Check small soybeans for fall amyworm
Story Date: 8/16/2021

  Source: Dominic Reisig, NCSU COOPERATIVE EXTENSION, 8/15/21
 

Fall armyworm is a sporadic outbreak pest that doesn’t overwinter in North Carolina. Populations migrate here as early as May, but really crank up as the summer progresses. We often find fall armyworm in late-planted non-Bt corn. This year they are widespread in grass, hay, and food-plots (duck impoundments planted to millet, for example).

We have also had some serious issues in soybeans, which is unusual.
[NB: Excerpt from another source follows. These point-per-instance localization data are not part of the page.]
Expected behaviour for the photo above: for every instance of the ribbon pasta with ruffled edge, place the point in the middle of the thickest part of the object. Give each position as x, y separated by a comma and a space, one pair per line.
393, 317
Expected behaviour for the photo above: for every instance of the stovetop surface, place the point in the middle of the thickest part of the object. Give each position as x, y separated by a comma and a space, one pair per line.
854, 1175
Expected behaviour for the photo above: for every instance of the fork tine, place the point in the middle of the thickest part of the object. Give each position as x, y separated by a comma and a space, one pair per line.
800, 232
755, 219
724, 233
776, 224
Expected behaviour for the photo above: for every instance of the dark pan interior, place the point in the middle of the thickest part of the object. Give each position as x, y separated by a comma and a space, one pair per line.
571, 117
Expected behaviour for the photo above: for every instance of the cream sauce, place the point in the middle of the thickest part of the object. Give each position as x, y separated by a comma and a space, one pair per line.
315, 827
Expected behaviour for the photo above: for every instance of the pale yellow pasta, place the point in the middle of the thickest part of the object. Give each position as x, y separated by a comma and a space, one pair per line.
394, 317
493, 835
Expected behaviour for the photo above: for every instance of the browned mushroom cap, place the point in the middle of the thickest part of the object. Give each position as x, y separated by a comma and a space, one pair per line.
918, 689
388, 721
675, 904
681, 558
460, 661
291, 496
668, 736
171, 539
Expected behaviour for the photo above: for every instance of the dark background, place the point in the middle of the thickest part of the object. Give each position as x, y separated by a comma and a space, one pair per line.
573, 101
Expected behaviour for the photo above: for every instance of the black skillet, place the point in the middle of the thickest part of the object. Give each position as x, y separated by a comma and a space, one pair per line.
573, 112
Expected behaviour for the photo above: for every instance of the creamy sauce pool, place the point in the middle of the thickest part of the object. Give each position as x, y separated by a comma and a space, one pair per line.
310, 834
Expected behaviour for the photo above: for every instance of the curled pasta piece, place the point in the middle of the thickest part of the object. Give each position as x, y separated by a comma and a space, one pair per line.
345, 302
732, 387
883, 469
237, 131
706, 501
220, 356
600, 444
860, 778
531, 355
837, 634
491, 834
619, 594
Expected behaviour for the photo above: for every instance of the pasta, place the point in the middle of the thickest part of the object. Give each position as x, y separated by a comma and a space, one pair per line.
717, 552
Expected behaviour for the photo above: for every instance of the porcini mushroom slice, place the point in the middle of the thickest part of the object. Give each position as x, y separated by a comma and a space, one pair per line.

Fall armyworm has two strains- the rice/grass strain, which prefers grasses, and the corn strain, which prefers corn and soybeans. The last year we have had the corn strain widespread in soybeans was 2011. This year (2021), we have had at least two soybean fields in North Carolina that have been completely defoliated. Both of these fields were near wildlife refuges toward the coast and were late-planted or double-cropped. Likely these were grass strain fall armyworms that developed on grasses (weeds and volunteer wheat), consumed the grass, and moved into the soybeans. In the past, the grass strain has been easily controlled with pyrethroids. However, this year in the Midsouth, pyrethroids have provided poor control. Pyrethroids do not work well for the corn strain.